Hey,
I have deployed a cluster using 1 master node and 7 leaf nodes. Here is the configuration.
I have created a database using the command CREATE DATABASE IF NOT EXISTS tpch;
and then a table using the command
CREATE TABLE lineitem(
l_orderkey INT,
l_partkey INT,
l_suppkey INT,
l_linenumber INT,
l_quantity INT,
l_extendedprice INT,
l_discount INT,
l_tax INT,
l_returnflag INT,
l_linestatus INT,
l_shipdate INT,
l_commitdate INT,
l_receiptdate INT,
l_shipinstruct INT,
l_shipmode INT,
l_comment VARCHAR(44))
Finally I have imported the data by creating and executing the following pipeline (the total size of the data is 108GB).
CREATE PIPELINE lineitem
AS LOAD DATA FS "/mnt/scratch/dkoutsou/dbgen/modified-dbgen/lineitem.*.parquet"
INTO TABLE lineitem
(
l_orderkey <- l_orderkey,
l_partkey <- l_partkey,
l_suppkey <- l_suppkey,
l_linenumber <- l_linenumber,
l_quantity <- l_quantity,
l_extendedprice <- l_extendedprice,
l_discount <- l_discount,
l_tax <- l_tax,
l_returnflag <- l_returnflag,
l_linestatus <- l_linestatus,
l_shipdate <- l_shipdate,
l_commitdate <- l_commitdate,
l_receiptdate <- l_receiptdate,
l_shipinstruct <- l_shipinstruct,
l_shipmode <- l_shipmode,
l_comment <- l_comment
)
FORMAT PARQUET
START PIPELINE lineitem FOREGROUND;
As you can see in the first screenshot, my leaf nodes are using too much memory (~100GB) and therefore I can’t import any of the other database tables.

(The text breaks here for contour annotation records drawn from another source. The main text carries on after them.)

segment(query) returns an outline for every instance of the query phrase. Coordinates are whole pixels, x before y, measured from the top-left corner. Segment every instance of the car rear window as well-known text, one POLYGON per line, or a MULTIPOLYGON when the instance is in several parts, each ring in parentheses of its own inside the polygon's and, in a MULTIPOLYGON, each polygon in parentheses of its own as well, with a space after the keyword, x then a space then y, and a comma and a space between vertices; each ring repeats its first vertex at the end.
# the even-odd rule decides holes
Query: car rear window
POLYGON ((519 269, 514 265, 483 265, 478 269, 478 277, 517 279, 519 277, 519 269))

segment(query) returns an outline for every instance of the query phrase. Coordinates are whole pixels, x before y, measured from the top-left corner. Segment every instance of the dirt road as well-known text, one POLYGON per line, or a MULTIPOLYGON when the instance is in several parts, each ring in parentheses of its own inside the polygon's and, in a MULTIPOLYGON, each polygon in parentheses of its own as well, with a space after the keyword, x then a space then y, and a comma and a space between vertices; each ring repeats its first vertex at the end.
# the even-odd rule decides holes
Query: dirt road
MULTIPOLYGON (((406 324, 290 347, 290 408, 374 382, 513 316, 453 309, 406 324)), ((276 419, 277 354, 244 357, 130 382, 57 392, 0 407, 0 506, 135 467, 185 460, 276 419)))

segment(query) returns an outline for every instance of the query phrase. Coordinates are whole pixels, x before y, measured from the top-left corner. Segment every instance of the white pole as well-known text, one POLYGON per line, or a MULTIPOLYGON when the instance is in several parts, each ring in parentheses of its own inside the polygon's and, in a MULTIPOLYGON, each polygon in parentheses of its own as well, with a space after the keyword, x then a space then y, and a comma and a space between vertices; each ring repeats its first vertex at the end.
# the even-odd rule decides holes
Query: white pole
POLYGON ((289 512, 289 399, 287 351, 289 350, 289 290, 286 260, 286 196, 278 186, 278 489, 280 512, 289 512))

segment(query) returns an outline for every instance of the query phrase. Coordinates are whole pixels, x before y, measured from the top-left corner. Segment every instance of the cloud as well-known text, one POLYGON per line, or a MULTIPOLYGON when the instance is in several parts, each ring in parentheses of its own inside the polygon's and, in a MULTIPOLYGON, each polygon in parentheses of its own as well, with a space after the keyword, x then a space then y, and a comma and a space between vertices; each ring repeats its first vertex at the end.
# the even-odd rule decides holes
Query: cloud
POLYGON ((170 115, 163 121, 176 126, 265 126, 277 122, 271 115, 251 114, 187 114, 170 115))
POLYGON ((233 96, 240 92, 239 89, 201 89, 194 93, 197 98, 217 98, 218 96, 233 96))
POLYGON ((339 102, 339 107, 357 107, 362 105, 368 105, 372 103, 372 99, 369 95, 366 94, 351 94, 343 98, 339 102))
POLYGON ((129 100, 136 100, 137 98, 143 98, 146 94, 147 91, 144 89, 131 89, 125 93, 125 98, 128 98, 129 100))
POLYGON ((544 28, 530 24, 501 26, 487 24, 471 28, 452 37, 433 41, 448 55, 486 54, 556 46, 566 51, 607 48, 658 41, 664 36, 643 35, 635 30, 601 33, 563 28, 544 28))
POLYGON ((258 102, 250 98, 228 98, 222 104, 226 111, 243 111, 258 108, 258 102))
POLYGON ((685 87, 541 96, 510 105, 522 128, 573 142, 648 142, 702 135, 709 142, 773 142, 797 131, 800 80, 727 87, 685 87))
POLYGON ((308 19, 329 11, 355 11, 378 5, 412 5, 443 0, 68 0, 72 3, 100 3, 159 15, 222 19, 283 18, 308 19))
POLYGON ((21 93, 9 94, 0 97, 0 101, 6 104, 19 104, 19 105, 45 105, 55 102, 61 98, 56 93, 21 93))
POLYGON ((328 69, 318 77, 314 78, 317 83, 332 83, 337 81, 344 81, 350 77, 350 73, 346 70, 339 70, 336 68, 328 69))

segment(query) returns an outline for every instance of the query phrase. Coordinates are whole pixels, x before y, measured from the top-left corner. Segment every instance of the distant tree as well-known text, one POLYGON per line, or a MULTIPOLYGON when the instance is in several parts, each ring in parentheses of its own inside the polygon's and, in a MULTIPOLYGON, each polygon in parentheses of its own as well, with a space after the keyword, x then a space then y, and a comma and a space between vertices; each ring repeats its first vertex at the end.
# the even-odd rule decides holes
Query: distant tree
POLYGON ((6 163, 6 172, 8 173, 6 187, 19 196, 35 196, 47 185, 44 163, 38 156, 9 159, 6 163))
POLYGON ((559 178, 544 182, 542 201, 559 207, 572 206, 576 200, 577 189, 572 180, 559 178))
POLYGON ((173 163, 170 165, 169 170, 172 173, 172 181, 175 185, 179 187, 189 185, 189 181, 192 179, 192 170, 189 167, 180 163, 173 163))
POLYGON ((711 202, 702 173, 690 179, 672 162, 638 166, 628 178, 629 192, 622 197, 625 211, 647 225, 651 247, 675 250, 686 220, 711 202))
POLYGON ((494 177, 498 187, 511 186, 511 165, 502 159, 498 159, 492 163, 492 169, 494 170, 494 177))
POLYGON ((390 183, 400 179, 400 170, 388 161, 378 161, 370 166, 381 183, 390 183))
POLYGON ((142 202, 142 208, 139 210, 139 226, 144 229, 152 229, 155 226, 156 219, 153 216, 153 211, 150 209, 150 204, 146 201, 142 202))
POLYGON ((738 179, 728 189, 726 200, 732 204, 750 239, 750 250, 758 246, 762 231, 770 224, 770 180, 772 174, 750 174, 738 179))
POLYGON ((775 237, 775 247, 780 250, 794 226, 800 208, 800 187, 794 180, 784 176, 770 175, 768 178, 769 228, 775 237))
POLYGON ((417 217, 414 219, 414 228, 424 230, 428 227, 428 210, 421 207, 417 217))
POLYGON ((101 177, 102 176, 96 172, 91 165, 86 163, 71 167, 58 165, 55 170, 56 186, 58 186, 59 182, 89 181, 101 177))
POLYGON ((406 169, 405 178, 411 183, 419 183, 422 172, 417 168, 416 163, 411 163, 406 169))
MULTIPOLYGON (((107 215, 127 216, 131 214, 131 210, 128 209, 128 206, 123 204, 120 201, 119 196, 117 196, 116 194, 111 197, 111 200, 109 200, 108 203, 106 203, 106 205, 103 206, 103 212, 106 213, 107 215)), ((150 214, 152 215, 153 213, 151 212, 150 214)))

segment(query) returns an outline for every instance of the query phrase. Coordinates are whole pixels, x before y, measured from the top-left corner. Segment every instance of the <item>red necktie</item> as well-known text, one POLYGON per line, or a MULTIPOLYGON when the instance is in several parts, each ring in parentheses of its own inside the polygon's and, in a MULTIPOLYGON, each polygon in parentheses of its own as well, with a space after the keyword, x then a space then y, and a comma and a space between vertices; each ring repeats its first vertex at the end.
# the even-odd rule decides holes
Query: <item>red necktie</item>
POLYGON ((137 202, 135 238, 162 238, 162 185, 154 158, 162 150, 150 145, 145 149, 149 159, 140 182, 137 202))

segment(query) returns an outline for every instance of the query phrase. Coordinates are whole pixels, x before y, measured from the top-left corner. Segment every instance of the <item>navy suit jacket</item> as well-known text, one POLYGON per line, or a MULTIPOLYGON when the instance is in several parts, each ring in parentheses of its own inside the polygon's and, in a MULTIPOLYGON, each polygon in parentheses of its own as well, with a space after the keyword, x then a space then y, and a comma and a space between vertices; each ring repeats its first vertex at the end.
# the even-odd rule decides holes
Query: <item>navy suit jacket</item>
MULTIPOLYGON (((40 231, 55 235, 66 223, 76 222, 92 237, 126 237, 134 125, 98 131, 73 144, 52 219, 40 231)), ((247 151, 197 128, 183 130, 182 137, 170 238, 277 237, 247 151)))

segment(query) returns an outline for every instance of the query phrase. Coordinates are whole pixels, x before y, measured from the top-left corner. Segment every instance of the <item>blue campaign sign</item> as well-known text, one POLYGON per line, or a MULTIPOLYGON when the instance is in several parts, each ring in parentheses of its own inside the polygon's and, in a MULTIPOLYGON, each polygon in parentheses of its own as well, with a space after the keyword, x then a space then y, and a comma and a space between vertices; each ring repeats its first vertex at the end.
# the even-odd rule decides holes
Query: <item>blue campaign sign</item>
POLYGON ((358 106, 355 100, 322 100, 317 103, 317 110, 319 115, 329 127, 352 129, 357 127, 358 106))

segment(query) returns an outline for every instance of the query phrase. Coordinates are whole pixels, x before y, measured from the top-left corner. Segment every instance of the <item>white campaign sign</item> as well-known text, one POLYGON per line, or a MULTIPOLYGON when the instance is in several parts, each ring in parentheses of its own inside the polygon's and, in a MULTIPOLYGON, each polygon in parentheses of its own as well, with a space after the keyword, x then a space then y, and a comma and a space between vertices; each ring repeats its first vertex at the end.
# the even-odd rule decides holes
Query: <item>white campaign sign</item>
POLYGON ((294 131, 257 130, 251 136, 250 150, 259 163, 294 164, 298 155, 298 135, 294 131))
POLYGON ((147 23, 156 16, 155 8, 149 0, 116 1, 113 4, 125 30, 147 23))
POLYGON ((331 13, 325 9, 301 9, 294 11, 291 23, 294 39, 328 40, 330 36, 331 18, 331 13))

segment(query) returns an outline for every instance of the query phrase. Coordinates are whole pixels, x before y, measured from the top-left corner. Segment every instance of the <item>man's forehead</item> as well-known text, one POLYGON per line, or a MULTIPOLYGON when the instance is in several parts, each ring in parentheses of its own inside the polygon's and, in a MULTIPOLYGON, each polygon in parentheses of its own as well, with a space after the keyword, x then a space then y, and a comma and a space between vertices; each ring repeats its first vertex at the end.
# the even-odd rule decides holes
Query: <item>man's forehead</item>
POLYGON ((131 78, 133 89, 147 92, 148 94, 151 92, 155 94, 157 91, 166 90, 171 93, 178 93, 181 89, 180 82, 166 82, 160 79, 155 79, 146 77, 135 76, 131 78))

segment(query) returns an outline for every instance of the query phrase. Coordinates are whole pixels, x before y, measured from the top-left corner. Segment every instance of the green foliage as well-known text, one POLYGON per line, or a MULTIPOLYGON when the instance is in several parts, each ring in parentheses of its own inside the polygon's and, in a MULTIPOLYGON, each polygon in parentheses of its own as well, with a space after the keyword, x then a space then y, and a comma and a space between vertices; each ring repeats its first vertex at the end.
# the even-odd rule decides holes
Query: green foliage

I suspect that this is because of replication. If I see what happens in a leaf node, I have the following picture: !
Is there a way to disable replication or find the cause of this problem? I would expect every node to have around 50 GB of data and definitely not 100GB.
The problem is also visible here:
Based on memSQL statistics I should have had around 330GB of memory but I have almost double of that. Therefore there should be some way to disable the replication.
I would appreciate any answer!
Thank you very much for your time!